Prakash Adekkanattu scite author profile

Objective Social determinants of health (SDoH) are nonclinical dispositions that impact patient health risks and clinical outcomes. Leveraging SDoH in clinical decision-making can potentially improve diagnosis, treatment planning, and patient outcomes. Despite increased interest in capturing SDoH in electronic health records (EHRs), such information is typically locked in unstructured clinical notes. Natural language processing (NLP) is the key technology to extract SDoH information from clinical text and expand its utility in patient care and research. This article presents a systematic review of the state-of-the-art NLP approaches and tools that focus on identifying and extracting SDoH data from unstructured clinical text in EHRs. Materials and Methods A broad literature search was conducted in February 2021 using 3 scholarly databases (ACL Anthology, PubMed, and Scopus) following Preferred Reporting Items for Systematic Reviews and Meta-Analyses (PRISMA) guidelines. A total of 6402 publications were initially identified, and after applying the study inclusion criteria, 82 publications were selected for the final review. Results Smoking status (n = 27), substance use (n = 21), homelessness (n = 20), and alcohol use (n = 15) are the most frequently studied SDoH categories.
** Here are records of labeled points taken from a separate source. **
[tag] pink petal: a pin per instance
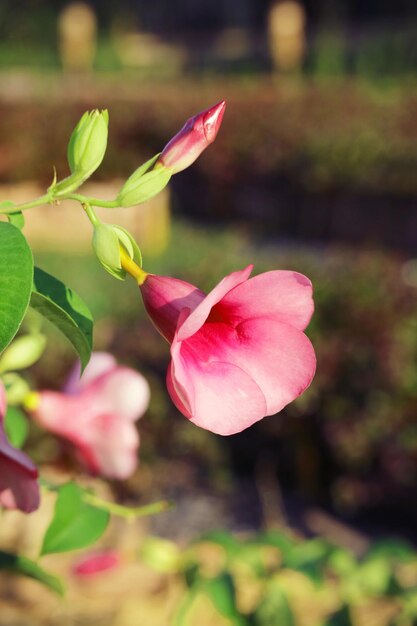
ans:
(68, 416)
(278, 358)
(95, 563)
(219, 396)
(113, 443)
(282, 296)
(164, 299)
(16, 458)
(121, 391)
(199, 315)
(99, 363)
(18, 488)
Homelessness (n = 7) and other less-studied SDoH (eg, education, financial problems, social isolation and support, family problems) are mostly identified using rule-based approaches. In contrast, machine learning approaches are popular for identifying smoking status (n = 13), substance use (n = 9), and alcohol use (n = 9). Conclusion NLP offers significant potential to extract SDoH data from narrative clinical notes, which in turn can aid in the development of screening tools, risk prediction models, and clinical decision support systems.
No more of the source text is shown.